Rede von
Heinrich
Müller
- Parteizugehörigkeit zum Zeitpunkt der Rede:
(SPD)
- Letzte offizielle eingetragene Parteizugehörigkeit: (SPD)
Herr Präsident! Meine sehr verehrten Damen und Herren! Herr Kollege Schröder, Sie haben heute eine sehr maßvolle Rede gehalten. Das bin ich von Ihnen gar nicht gewohnt. Aber vielleicht liegt das daran, daß wir im Haushaltsausschuß diesen Haushalt doch überwiegend einvernehmlich verabschiedet haben.
Nun zu dem, was Sie hier zu der angeblich festgefahrenen Verkehrspolitik gesagt haben; Sie meinten damit wieder den Schwerpunkt Deutsche Bundesbahn. Ich habe hier die „Deutsche Verkehrszeitung" vom 25. Oktober 1979. Ich darf mit Genehmigung des Herrn Präsidenten nur die beiden Absätze am Anfang und am Ende zitieren:
Gute Nachrichten aus Frankfurt waren lange
Jahre Mangelware. Das ändert sich: Die Bun-
Deutscher Bundestag — 8. Wahlperiode — 192. Sitzung. Bonn, Mittwoch, den 12. Dezember 1979 15273
Müller
desbahn ist zwar noch lange nicht aus dem Tal heraus, aber es geht aufwärts zumal im Güterverkehr.
Zum Schluß heißt es hier — ich zitiere wieder —:
Das Ziel der Bahn, die optimale Leistung auf einem maßgeschneiderten Netz zu einem adäquaten Preis zu erbringen, ist daher noch weit.

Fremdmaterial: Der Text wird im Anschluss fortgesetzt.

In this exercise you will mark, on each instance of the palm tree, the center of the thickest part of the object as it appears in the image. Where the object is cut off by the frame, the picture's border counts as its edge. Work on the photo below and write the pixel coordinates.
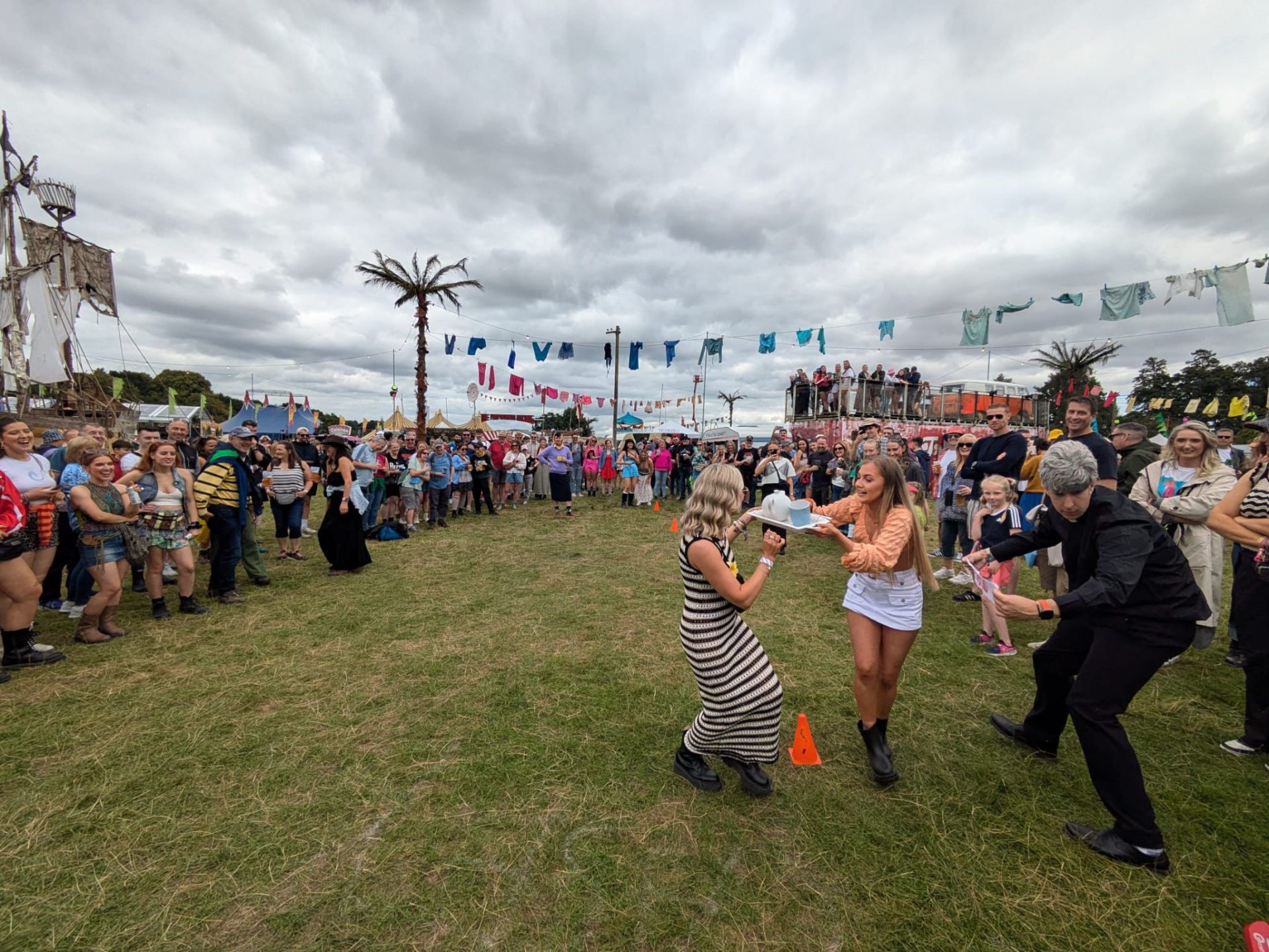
(419, 287)
(1075, 363)
(730, 400)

Darin stimmen wir überein.
Aber die Richtung stimmt.
Das wollte ich Ihnen gesagt haben.
— Nein, nein, unsere Richtung stimmt. Sie machen ja mit; Sie wollen es nur nicht zugeben.
— Immer gewesen!
Dann noch ein Wort zu den Beschlüssen des SPD- Parteitages in Berlin. Ich bin selbst dabeigewesen. Die Beschlüsse sind nicht so gefaßt worden, wie Sie sie hier darstellen. Der Antrag ist an die SPD-Bundestagsfraktion überwiesen worden. Wir werden uns dort damit beschäftigen, und Sie werden sicherlich daran teilhaben, wenn wir in den Verkehrsausschuß oder in den Haushaltsausschuß gehen.
— Nein, nein.
Nun zum Einzelplan 12 selbst. Mit zu vielen Zahlen, meine sehr verehrten Damen und Herren, aus dem Verkehrshaushalt 1980 möchte ich Sie hier nicht strapazieren. Ich erlaube mir, auf meinen ausführlichen Schriftlichen Bericht auf der Drucksache 8/3430 vom 27. November dieses Jahres zu verweisen. Dort finden Sie den gewünschten Überblick über die Verkehrspolitik der Bundesregierung und der sie tragenden Koalition.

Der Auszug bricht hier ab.